Fui em busca dessas informações primeiramente no Hospital da Beneficência Portuguesa em São Paulo, até então o único centro do qual eu havia ouvido falar que realizava Transplante Isolado de Pâncreas no Brasil. Fui muito bem recebido pela equipe e sobretudo pelos associados pós-transplantados do Diabetnet que faziam uma reunião nesse mesmo hospital. Lá , conheci muita gente vivenciando o mesmo problema e fiquei muito amigo da Srta. Miriam Kunis que, naquele momento, já havia completado um ano de TIP. Ela me orientou muito e me informou sobre toda a sua vivência acerca do transplante. Foi muito esclarecedor, útil e encorajador. Através dela conheci outro transplantado pela equipe da Beneficência que se tornou um grande amigo-irmão e meu maior incetivador em fazer a cirurgia, o Ernani Garcia, que teve a sensibilidade e nobreza de perceber as minhas dificuldades e angústias, visitando-me quando (sem sabermos, é claro) faltavam apenas 5 dias para eu ser transplantado. Situações estas marcantes nos momentos que antecederam ao meu transplante, sem dúvida. Acho que tive muita sorte com a chegada desses meus anjos da guarda. Obtive muita ajuda e apoio da minha querida e companheira esposa Audrey que com toda a certeza foi o meu maior suporte em todo o processo. Ela então, sabia pronfudamente o que eu passava e como era importante mudar. Não teve nenhum receio, incentivando-me e tomando conta de mim o tempo todo.

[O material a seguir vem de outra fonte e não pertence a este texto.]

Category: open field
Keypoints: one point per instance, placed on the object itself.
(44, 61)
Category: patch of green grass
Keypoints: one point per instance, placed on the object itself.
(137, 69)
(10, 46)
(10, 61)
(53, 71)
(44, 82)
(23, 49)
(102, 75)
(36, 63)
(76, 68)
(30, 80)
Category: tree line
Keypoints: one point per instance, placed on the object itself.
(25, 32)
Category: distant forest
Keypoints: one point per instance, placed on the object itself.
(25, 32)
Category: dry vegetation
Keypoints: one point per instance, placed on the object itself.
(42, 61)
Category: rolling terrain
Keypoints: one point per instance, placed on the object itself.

O meu TIP aconteceu no dia 19 de outubro de 2001. Esta data se tornou muito especial e bastante comemorada, visto que tudo deu muito certo fazendo-me descer do meu “muro estreito” e pisar firme numa superfície bem mais segura do que antes. Fui operado no Hospital Felício Rocho, em Belo Horizonte, MG, pelo extraordinário médico Dr. José Maria Gross Figueiró e sua qualificada e simpática equipe. Juntamente com o Dr Figueiró, sou muito grato ao Dr. Cristiano Xavier (cirurgião de transplantes), à atenciosa e empenhada Dra. Sandra Vilaça (nefrologista) e às competentes e dedicadas enfermeiras Poliana e Cláudia. Quando estou perto deles, sinto que faço parte de uma família e me sinto em casa.
Um ano depois da cirurgia, meu metabolismo está perfeito. O meu corpo (abdômen) já está quase todo no lugar e muito raramente eu me lembro de ter feito um transplante. Posso comer e beber de tudo, faço qualquer tipo de exercício físico e até corridas eu já consigo fazer bem. A minha visão se estabilizou (não tenho mais a famosa visão turva) e meus rins estão funcionando com muita eficiência.

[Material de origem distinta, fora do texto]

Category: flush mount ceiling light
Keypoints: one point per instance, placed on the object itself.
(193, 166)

Muitos médicos apontam os inconvenientes do transplante, como por exemplo ficar tomando comprimidos pelo resto da vida e ficar com o organismo mais imunossuprimido (sujeito a infecções) do que as outras pessoas. Ora, é claro que não existe piquenique sem formiga, mas eu não vejo isso como desvantagem. Primeiro porque tomar comprimidos no lugar das injeções de insulina é barbada para um diabético; segundo porque desde a minha cirurgia eu nunca mais fiquei gripado, apesar de vários amigos e parentes desfilarem espirrando na minha frente, expondo-me ao vírus da gripe. Acho que depois de seis meses de transplante a vida se normaliza bastante. E, sem o diabetes, mesmo estando imunossuprimido, a saúde é bem melhor e adoeço bem menos do que quando era diabético.

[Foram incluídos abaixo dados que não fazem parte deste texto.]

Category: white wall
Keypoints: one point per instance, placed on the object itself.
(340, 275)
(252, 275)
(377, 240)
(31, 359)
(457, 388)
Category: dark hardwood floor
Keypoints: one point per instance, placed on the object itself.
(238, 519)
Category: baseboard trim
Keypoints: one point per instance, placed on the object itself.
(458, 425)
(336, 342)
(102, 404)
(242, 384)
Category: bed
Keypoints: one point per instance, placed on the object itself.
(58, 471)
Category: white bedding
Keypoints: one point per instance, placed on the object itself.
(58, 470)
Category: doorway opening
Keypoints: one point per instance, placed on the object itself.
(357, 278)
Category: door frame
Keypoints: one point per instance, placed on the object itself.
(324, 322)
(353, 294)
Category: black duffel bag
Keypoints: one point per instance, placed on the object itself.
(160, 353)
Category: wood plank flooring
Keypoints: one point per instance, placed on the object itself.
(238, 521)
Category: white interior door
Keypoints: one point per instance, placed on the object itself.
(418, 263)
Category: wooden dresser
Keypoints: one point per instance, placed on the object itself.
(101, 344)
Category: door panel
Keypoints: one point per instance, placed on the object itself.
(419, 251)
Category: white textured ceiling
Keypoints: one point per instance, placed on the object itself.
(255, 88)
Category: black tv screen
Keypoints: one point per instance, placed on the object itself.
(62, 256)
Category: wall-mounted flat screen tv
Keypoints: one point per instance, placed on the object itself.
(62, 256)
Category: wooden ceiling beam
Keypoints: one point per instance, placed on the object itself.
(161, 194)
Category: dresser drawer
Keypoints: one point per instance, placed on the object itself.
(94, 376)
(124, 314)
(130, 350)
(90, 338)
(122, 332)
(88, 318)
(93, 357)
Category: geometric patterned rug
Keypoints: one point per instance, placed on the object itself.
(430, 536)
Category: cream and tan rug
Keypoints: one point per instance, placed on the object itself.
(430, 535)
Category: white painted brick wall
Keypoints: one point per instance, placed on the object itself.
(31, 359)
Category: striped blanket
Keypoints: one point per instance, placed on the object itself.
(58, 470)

Pois é, o refrão de uma música do Gabriel -O Pensador, cantada em conjunto com a Sandra de Sá reflete bem o meu estado de espírito atual:

“Estou dançando com a vida
de rosto colado
abraçando apertado
que delícia é viver” .

Legal, né? Um abraço para todos os diabéticos, transplantados e quem quer que leia meu depoimento.

Quem quiser entrar em contato comigo, os meus telefones são:
(31) 3689-4055 ou (031)9141-7823.
Email: horaciocesarluz@ig.com.br

A Comunidade DiabeteNet.Com.Br tem como finalidade informar e interagir com os seus usuários. Antes de qualquer decisão ou atitude, é indispensavel a discussão sobre os pontos aqui abordados juntamente com médicos de sua confiança.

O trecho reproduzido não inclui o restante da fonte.